On the whole, vacancies are few and far between on the islands and the office sector is particularly strong. It is predicted that the BPO and office market will continue to thrive in 2017. However, is thought that high levels of overseas remittance growth will not be sustained to the same extent in the future. This is due to global economic issues, including difficulties in the Middle East – a region which employs many Filipino expatriates.

As an investment prospect, Manila’s placement has shifted dramatically in 2017. Data from PwC on historical investment prospect rankings shows that Manila has moved up the ranks from 8th place in 2015 and 2016 to the third most promising city for investment in the Asia-Pacific region. The Philippines’ capital city is now ahead of Sydney, Hong Kong, and Singapore in terms of investment promise. Manila is placing itself as a highly desirable city for real estate.

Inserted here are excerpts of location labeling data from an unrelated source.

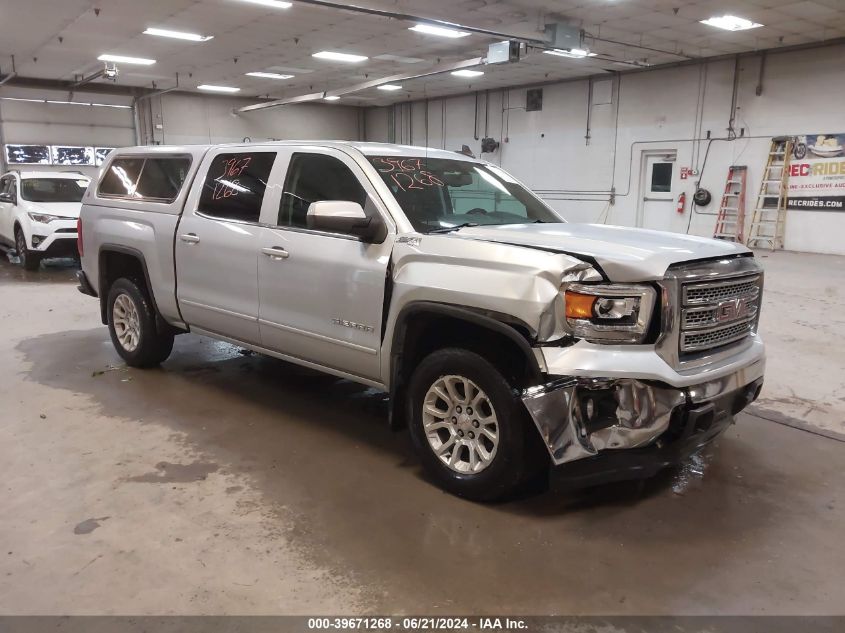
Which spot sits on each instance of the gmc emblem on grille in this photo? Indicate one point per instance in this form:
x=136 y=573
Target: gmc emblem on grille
x=732 y=310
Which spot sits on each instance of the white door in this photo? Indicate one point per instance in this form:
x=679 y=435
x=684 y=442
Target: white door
x=322 y=294
x=657 y=204
x=8 y=195
x=217 y=244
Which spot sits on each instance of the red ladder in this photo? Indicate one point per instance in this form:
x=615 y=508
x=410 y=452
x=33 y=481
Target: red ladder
x=730 y=223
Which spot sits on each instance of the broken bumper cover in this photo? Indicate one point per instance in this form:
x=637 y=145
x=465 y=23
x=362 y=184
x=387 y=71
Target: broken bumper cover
x=580 y=418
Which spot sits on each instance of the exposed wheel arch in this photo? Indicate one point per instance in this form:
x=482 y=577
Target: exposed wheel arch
x=423 y=327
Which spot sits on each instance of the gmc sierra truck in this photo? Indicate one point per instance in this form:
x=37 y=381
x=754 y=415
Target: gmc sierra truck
x=509 y=340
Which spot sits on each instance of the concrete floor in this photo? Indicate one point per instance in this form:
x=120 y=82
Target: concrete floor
x=233 y=484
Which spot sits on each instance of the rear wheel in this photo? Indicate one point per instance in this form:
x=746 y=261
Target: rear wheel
x=468 y=427
x=132 y=325
x=30 y=260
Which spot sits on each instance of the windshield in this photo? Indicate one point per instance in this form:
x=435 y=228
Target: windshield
x=438 y=193
x=53 y=189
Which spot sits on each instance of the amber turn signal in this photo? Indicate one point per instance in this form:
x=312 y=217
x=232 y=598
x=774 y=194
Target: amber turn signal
x=579 y=306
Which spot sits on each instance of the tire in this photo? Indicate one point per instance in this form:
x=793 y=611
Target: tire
x=132 y=325
x=30 y=260
x=510 y=460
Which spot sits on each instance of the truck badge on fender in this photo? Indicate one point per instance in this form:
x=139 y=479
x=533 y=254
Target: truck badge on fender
x=353 y=325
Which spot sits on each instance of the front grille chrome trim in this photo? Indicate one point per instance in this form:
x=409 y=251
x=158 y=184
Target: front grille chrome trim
x=692 y=333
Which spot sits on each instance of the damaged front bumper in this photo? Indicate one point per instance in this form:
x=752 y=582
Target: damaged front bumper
x=586 y=418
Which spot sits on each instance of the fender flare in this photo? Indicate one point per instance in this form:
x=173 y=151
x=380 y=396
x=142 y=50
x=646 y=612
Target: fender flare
x=125 y=250
x=457 y=312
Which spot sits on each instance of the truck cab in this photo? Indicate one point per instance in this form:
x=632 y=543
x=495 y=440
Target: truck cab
x=508 y=339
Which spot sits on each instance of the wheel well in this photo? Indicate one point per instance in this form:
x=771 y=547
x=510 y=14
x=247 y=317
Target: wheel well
x=506 y=345
x=113 y=266
x=426 y=333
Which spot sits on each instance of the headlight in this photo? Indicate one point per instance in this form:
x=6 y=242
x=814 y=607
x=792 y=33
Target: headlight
x=609 y=313
x=43 y=218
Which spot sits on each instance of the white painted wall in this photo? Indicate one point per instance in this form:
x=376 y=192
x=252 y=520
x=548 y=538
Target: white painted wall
x=665 y=109
x=61 y=124
x=189 y=119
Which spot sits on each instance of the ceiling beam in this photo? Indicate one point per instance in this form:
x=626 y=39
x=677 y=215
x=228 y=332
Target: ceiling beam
x=373 y=83
x=539 y=40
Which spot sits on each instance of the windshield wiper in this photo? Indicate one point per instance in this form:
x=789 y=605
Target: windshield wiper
x=449 y=229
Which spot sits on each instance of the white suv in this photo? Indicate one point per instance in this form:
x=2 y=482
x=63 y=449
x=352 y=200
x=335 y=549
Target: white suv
x=38 y=213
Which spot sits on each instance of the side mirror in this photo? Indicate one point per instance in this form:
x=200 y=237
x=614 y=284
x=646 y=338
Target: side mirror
x=342 y=216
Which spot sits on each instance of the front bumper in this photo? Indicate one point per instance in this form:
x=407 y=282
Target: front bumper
x=589 y=418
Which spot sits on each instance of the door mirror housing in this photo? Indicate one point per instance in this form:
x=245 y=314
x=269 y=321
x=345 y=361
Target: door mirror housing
x=349 y=218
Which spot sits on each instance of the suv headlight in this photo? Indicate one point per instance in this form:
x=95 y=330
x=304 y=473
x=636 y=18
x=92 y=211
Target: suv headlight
x=43 y=218
x=609 y=313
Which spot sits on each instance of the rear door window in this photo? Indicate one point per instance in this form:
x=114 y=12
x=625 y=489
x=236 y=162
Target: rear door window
x=121 y=178
x=235 y=184
x=162 y=178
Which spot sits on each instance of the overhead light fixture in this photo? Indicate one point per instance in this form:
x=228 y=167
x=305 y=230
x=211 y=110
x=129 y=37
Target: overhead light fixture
x=123 y=59
x=178 y=35
x=731 y=23
x=265 y=75
x=276 y=4
x=439 y=31
x=212 y=88
x=340 y=57
x=55 y=102
x=574 y=53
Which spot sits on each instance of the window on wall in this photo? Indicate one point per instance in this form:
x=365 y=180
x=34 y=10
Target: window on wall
x=661 y=177
x=235 y=184
x=315 y=178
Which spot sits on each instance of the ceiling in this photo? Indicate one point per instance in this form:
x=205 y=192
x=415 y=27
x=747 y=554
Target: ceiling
x=61 y=39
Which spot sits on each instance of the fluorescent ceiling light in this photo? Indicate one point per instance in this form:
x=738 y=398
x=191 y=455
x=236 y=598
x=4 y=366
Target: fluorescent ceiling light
x=123 y=59
x=574 y=53
x=731 y=23
x=440 y=31
x=213 y=88
x=339 y=57
x=276 y=4
x=179 y=35
x=54 y=102
x=264 y=75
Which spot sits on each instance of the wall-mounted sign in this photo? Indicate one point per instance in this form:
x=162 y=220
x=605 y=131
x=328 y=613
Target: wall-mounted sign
x=72 y=155
x=27 y=154
x=100 y=154
x=817 y=173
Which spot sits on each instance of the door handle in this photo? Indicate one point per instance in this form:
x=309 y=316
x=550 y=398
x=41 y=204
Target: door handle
x=276 y=252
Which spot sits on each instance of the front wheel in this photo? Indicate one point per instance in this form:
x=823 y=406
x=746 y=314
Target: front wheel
x=468 y=427
x=132 y=325
x=30 y=260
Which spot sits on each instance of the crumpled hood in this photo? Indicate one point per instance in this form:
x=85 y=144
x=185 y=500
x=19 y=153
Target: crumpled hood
x=625 y=254
x=63 y=209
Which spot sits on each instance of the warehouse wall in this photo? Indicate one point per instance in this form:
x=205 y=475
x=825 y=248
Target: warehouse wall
x=669 y=110
x=166 y=119
x=191 y=118
x=27 y=122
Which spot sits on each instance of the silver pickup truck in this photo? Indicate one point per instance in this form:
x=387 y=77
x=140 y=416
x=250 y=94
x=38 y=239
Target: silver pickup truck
x=508 y=339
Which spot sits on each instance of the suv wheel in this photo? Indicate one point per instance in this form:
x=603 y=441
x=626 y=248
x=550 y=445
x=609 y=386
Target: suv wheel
x=30 y=260
x=132 y=325
x=468 y=427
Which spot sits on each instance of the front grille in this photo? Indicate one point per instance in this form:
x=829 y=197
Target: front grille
x=718 y=313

In order to attract more investors from abroad, the country needs to become more open to foreign capital entering the market. Measures and policy amendments relating to the real estate industry may take place under Duterte’s administration foreign investors may be attracted as a result. Although it is very unlikely that land ownership policy will change in the near future, measures may be put into place such as relaxation rules. These kinds of rules could give way to the emergence of REITs. Some investors are wary of the new policy that has accompanied the Duterte administration. However, the president has expressed his intentions to bolster the economy and boost investment in the nation so there is every reason to be positive.

According to a developer based in the Philippines who was interviewed by PwC, “The market is reaching a very heated point in the property cycle after several years of strong growth. The challenge developers will face next year is sourcing for land, so it will become harder to find new development opportunities”. Finding suitable land to build on is a challenge in any rapidly expanding global city. In recent years, developers in Metro Manila have been building up, making the skyline taller and taller and increasingly impressive. Other cities are also building up and up, including Makati and Cebu City.

What is the outlook for affordable property in 2017? All over Asia’s emerging markets, there is talk of government incentivized low-cost housing schemes to provide affordable homes to those who are suffering due to a backlog. Nothing has been announced for the Philippines yet, but the government is certainly aware of the problem and talks are expected to occur soon. Policy shifts are expected across sectors in the Philippines and this is influencing predictions for the year ahead.

The demographics of the Philippines bode well for the future. Young professionals with strong spending power will continue to drive the residential market forwards. Improved infrastructure development, increasing FDI, and solid economic fundamentals will attract businesses to the island's major cities thus boosting the office sector yet further. The country’s historic resilience in the face of global economic downturns implies that it is not easily knocked and that it will continue to thrive.